Reputation: 10788
I am creating a button to let the user choose an image from their photo library, and I would like to hide this button if there are no images in the user’s photo library.
BOOL stillImagesAvailable = [[UIImagePickerController availableMediaTypesForSourceType:UIImagePickerControllerSourceTypePhotoLibrary] containsObject:(NSString *)kUTTypeImage];
if (!stillImagesAvailable) {
// Hide button
return;
}
stillImagesAvailable = [UIImagePickerController isSourceTypeAvailable:UIImagePickerControllerSourceTypePhotoLibrary];
if (!stillImagesAvailable) {
// Hide button
return;
}
// Show button
+[UIImagePickerController isSourceTypeAvailable:]
is documented to return NO
if there are no photos in the library, but I'm seeing it return YES
in this case on iOS 11 running on the simulator. Am I using this method wrong, or is the documentation incorrect, or am I running into a bug?
Is there another good way to detect whether there are any images in the user’s photo library?
Upvotes: 0
Views: 197
Reputation: 126137
UIImagePickerController
doesn't expose this information. That class generally doesn't provide information about the user's photo library, merely some user-selected contents thereof. (The documentation you cite appears to be incorrect — I'd recommend filing a bug against the documentation for them to change it.)
Aside: The "user-selected" part is important in iOS 11 and later: the image picker runs in a separate process, meaning your app gets access only to the picked assets, meaning you don't have to ask the user for blanket read/write access to the Photos library through privacy settings.) Keep that privacy stuff in mind for further down in this answer, though...

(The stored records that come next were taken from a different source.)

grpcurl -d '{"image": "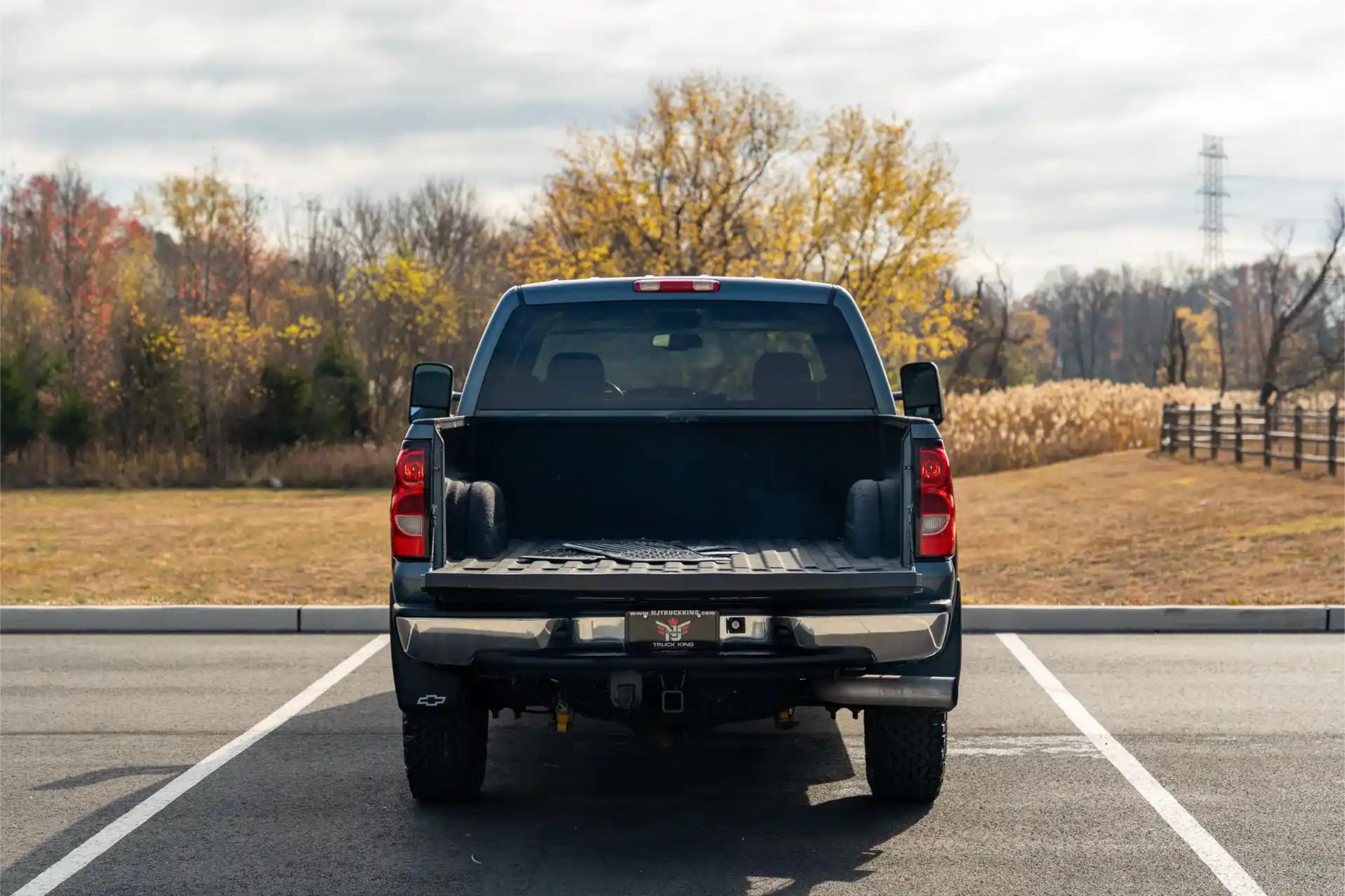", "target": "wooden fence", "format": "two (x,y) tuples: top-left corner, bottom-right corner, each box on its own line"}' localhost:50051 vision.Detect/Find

(1160, 403), (1345, 476)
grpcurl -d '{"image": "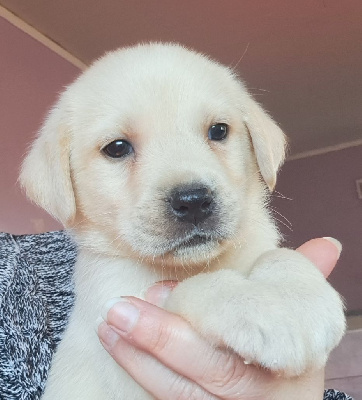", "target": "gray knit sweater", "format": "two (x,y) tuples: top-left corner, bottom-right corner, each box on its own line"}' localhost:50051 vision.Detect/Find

(0, 232), (352, 400)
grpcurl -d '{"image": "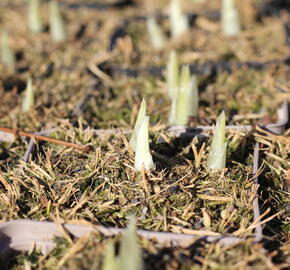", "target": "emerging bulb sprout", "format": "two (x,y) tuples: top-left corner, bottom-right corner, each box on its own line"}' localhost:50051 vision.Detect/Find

(120, 217), (144, 270)
(102, 241), (120, 270)
(167, 52), (198, 126)
(176, 65), (198, 126)
(134, 116), (155, 171)
(207, 112), (227, 169)
(49, 0), (67, 42)
(102, 217), (144, 270)
(28, 0), (42, 33)
(221, 0), (241, 36)
(146, 16), (166, 50)
(1, 31), (16, 66)
(22, 78), (34, 112)
(169, 0), (189, 37)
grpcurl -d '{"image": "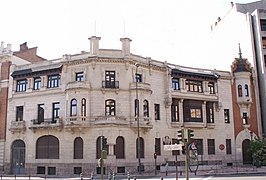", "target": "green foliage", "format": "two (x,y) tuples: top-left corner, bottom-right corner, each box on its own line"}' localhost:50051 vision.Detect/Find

(249, 138), (266, 164)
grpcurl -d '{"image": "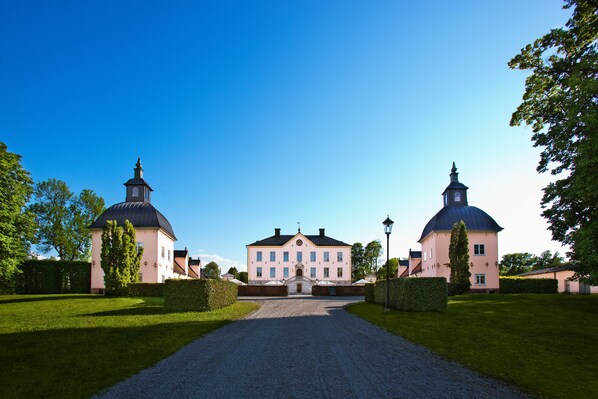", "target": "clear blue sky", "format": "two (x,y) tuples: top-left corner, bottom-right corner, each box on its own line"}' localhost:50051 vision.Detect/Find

(0, 0), (569, 271)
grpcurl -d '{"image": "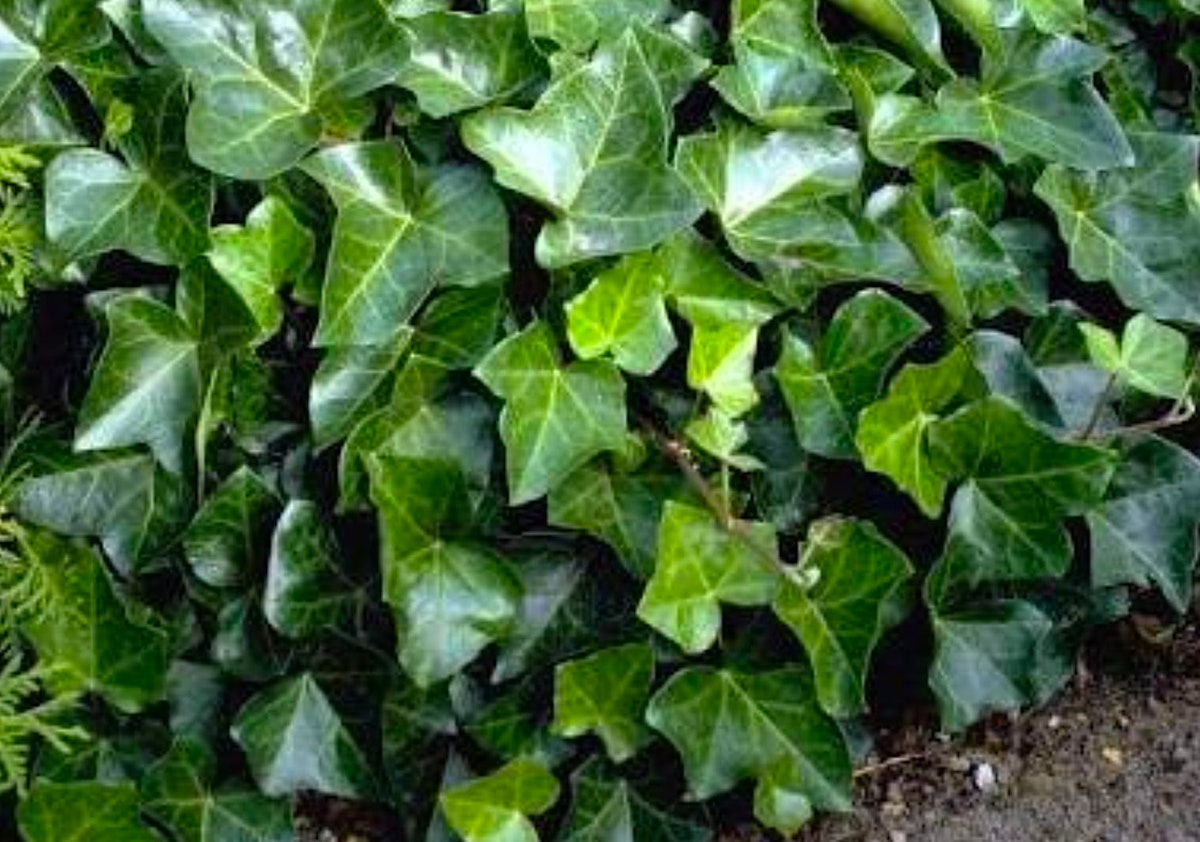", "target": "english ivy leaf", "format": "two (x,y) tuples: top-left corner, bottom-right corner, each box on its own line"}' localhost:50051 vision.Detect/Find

(74, 295), (200, 473)
(230, 673), (377, 799)
(869, 30), (1134, 170)
(676, 124), (863, 260)
(558, 759), (713, 842)
(566, 253), (677, 377)
(184, 465), (280, 588)
(46, 72), (214, 266)
(142, 739), (295, 842)
(462, 24), (707, 267)
(548, 463), (680, 579)
(1036, 134), (1200, 324)
(398, 10), (544, 118)
(439, 758), (559, 842)
(929, 600), (1075, 733)
(367, 456), (520, 687)
(304, 140), (509, 345)
(475, 321), (626, 506)
(143, 0), (404, 181)
(524, 0), (671, 53)
(308, 330), (412, 450)
(646, 667), (851, 834)
(208, 196), (313, 342)
(17, 781), (162, 842)
(552, 643), (654, 763)
(775, 290), (929, 459)
(11, 453), (191, 575)
(637, 503), (780, 655)
(774, 519), (914, 718)
(854, 349), (971, 517)
(834, 0), (949, 71)
(1087, 438), (1200, 614)
(263, 500), (358, 638)
(1079, 313), (1188, 398)
(23, 542), (170, 714)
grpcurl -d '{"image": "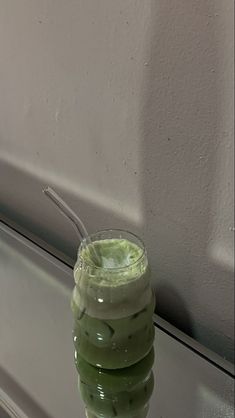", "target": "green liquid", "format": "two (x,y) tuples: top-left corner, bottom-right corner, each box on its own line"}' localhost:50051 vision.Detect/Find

(75, 350), (154, 418)
(71, 239), (155, 369)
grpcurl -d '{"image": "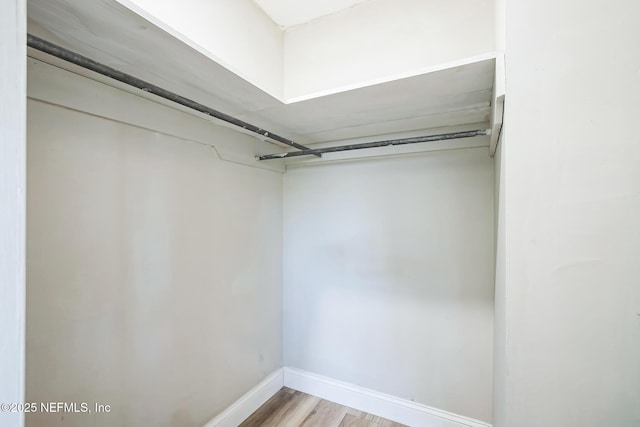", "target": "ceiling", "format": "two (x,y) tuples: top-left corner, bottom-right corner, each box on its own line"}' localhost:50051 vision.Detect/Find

(253, 0), (367, 29)
(29, 0), (495, 160)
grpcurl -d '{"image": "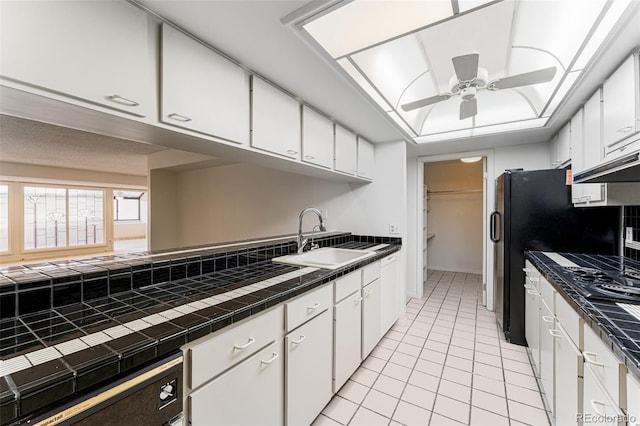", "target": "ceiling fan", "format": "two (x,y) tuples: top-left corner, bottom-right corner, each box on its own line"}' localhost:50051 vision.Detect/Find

(402, 53), (556, 120)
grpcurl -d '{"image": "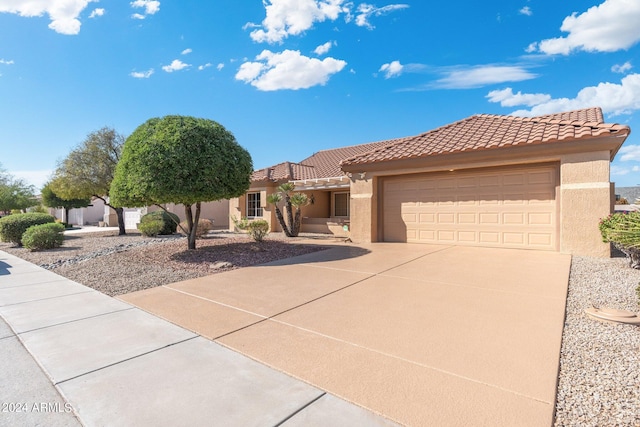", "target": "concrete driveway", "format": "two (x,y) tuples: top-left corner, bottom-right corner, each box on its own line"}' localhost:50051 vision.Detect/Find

(121, 243), (571, 426)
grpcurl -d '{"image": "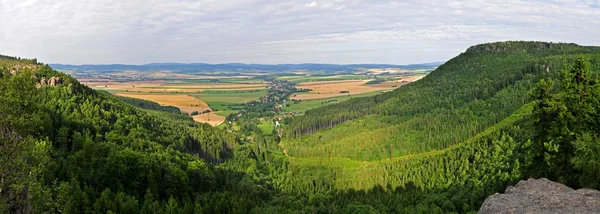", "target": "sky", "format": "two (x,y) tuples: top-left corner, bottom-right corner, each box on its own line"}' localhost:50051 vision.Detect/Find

(0, 0), (600, 64)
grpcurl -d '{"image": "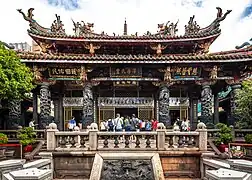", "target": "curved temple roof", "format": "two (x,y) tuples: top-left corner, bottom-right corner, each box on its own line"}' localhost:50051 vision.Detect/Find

(18, 7), (231, 41)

If you need to learn about the contents of the user's Photos library, use the Photos framework. If specifically you want to know whether the library is "empty", you'll need to define what "empty" means for your app. No assets saved in the local library through iOS? No assets synced onto the device through iTunes? What if I have no assets, but I do have some empty albums?
Assuming one possible answer to those questions (no local or synced assets, don't care about albums), here's some (untested) code that should get your answer:
- (BOOL)isPhotoLibraryEmpty {
PHFetchOptions *options = [PHFetchOptions new];
options.includeAssetSourceTypes = PHAssetSourceTypeUserLibrary | PHAssetSourceTypeiTunesSynced;
PHFetchResult *results = [PHAsset fetchAssetsWithOptions:options];
return results.count == 0;
}
However, if this would be your app's only use of the Photos framework, it might be wiser to think about whether it's worthwhile to preemptively check for an empty library. If you use the Photos framework at all, your app needs blanket read/write access to the Photos library through the iOS privacy settings (that is, you provide a NSPhotoLibraryUsageDescription
in your info.plist, and iOS prompts the user for permission the first time you call any Photos API).
For example, if all you're using the Photos framework for is to check for an empty library so you know whether to disable a "pick a photo" button in your UI... getting that deep into the privacy/permissions system probably isn't worth it. (Now you're actively interrupting them with a privacy prompt instead of passively disabling a button.) It's probably better to just let the user do whatever your UI does for invoking the image picker, and let UIImagePickerController
show an appropriate screen if the library is empty (which it does).